Use this file to discover all available pages before exploring further.

TorchRL structures every RL algorithm around the same composable building blocks: a typed environment, a policy and value network expressed as TensorDictModules, a data Collector that streams batches, and a loss module that consumes those batches. This tutorial walks you through assembling all of those pieces into a working Proximal Policy Optimization (PPO) loop for a continuous-control MuJoCo task. The code shown here is drawn directly from the SOTA implementation in the TorchRL repository.
1
Install dependencies
2
pip install torchrl tensordict torch gymnasium[mujoco]
3
GPU training is optional. All examples below run on CPU; switch device="cuda" if a GPU is available.
4
Create and transform the environment
5
TorchRL wraps Gymnasium environments with GymEnv and chains preprocessing steps via TransformedEnv.
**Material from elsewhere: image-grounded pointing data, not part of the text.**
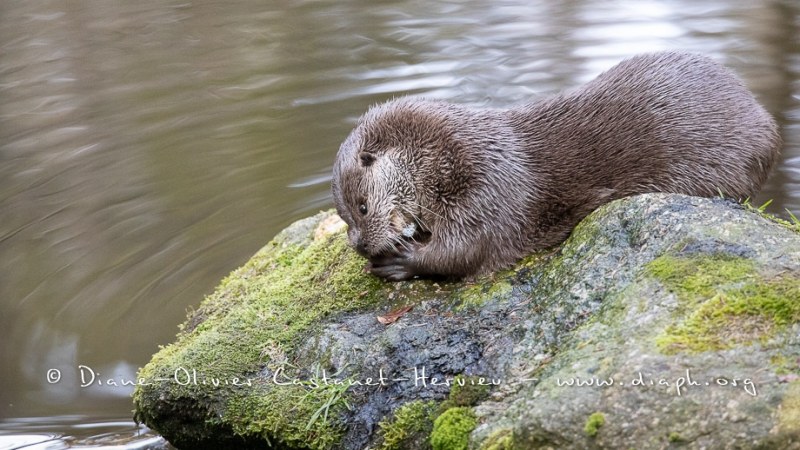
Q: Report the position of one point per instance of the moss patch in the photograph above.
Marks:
(410, 426)
(593, 424)
(257, 314)
(724, 302)
(451, 429)
(466, 391)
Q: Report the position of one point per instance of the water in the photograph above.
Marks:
(148, 148)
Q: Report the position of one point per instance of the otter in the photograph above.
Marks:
(429, 188)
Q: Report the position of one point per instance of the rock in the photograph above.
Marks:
(663, 320)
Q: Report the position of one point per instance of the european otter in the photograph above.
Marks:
(431, 188)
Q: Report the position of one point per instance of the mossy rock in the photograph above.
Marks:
(664, 312)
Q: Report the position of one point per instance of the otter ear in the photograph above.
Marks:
(366, 158)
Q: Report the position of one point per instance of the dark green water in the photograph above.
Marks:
(148, 148)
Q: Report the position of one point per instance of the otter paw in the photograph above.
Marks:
(391, 268)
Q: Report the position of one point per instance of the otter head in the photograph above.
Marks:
(374, 187)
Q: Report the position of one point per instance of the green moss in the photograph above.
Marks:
(466, 391)
(409, 427)
(724, 302)
(793, 223)
(262, 310)
(789, 411)
(476, 295)
(593, 424)
(502, 439)
(452, 428)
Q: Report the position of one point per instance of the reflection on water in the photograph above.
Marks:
(148, 148)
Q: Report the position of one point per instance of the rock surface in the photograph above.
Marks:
(664, 321)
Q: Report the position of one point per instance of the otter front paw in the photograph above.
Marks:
(391, 268)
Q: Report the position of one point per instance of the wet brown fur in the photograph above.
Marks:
(485, 187)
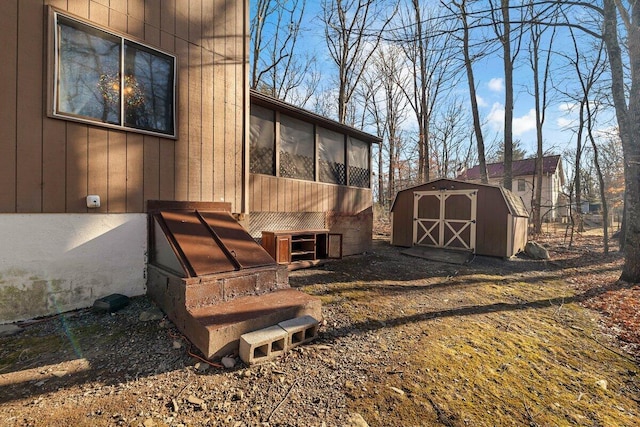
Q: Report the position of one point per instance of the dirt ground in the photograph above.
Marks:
(406, 342)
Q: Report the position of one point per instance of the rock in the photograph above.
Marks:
(397, 390)
(535, 250)
(10, 329)
(195, 400)
(149, 315)
(603, 384)
(228, 362)
(201, 367)
(356, 420)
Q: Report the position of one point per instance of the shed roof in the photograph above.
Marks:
(514, 203)
(523, 167)
(300, 113)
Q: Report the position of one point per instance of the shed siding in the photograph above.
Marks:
(492, 231)
(51, 165)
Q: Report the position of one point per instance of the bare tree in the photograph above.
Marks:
(628, 117)
(278, 68)
(503, 31)
(468, 65)
(451, 138)
(428, 46)
(540, 61)
(351, 42)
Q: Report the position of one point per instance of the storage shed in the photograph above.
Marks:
(445, 213)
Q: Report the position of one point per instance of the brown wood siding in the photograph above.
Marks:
(51, 165)
(274, 194)
(8, 100)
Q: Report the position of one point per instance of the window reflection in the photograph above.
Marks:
(88, 73)
(148, 103)
(98, 81)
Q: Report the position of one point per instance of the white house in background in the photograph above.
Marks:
(524, 178)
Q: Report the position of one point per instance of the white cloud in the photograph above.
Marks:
(521, 125)
(524, 123)
(564, 122)
(496, 84)
(496, 116)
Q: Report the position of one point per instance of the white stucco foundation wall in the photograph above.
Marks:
(51, 263)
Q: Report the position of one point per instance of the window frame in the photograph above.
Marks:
(53, 61)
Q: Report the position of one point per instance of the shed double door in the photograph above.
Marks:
(445, 219)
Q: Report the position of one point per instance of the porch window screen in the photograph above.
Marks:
(103, 78)
(358, 163)
(296, 149)
(262, 140)
(331, 164)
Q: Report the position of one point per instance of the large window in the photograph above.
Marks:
(331, 164)
(262, 140)
(296, 149)
(101, 77)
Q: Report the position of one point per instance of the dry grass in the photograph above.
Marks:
(487, 344)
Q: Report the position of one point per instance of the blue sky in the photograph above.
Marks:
(489, 78)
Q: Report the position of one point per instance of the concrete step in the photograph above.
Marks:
(216, 329)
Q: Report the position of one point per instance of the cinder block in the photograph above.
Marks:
(263, 344)
(300, 330)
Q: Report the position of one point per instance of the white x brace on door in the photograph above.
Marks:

Each transform is appended in order and runs at every step.
6
import torch
from torchrl.envs import (
    ClipTransform,
    DoubleToFloat,
    GymEnv,
    RewardSum,
    StepCounter,
    TransformedEnv,
    VecNorm,
)

def make_env(env_name: str = "HalfCheetah-v4", device: str = "cpu") -> TransformedEnv:
    # GymEnv wraps a Gymnasium environment and returns TensorDicts
    env = GymEnv(env_name, device=device)
    env = TransformedEnv(env)
    # VecNorm normalises observations with a running exponential mean/variance
    env.append_transform(VecNorm(in_keys=["observation"], decay=0.99999, eps=1e-2))
    env.append_transform(ClipTransform(in_keys=["observation"], low=-10, high=10))
    # RewardSum accumulates episode returns under "episode_reward"
    env.append_transform(RewardSum())
    # StepCounter adds a "step_count" key to every transition
    env.append_transform(StepCounter())
    env.append_transform(DoubleToFloat(in_keys=["observation"]))
    return env

env = make_env()
print(env.observation_spec)
print(env.action_spec)
7
The environment’s observation_spec and action_spec describe the shape, dtype, and bounds of every tensor the environment reads or writes. These specs are used in later steps to automatically size network inputs and outputs.
8
Build the actor (policy) network
9
PPO uses a ProbabilisticActor: a wrapper that takes a deterministic network producing distribution parameters and adds stochastic sampling. For continuous actions we use a TanhNormal distribution, which squashes samples into the action bounds.
10
import torch.nn as nn
from tensordict.nn import AddStateIndependentNormalScale, TensorDictModule
from torchrl.envs import ExplorationType
from torchrl.modules import MLP, ProbabilisticActor, TanhNormal

def make_actor(env: TransformedEnv, device: str = "cpu") -> ProbabilisticActor:
    obs_shape = env.observation_spec["observation"].shape
    num_outputs = env.action_spec_unbatched.shape[-1]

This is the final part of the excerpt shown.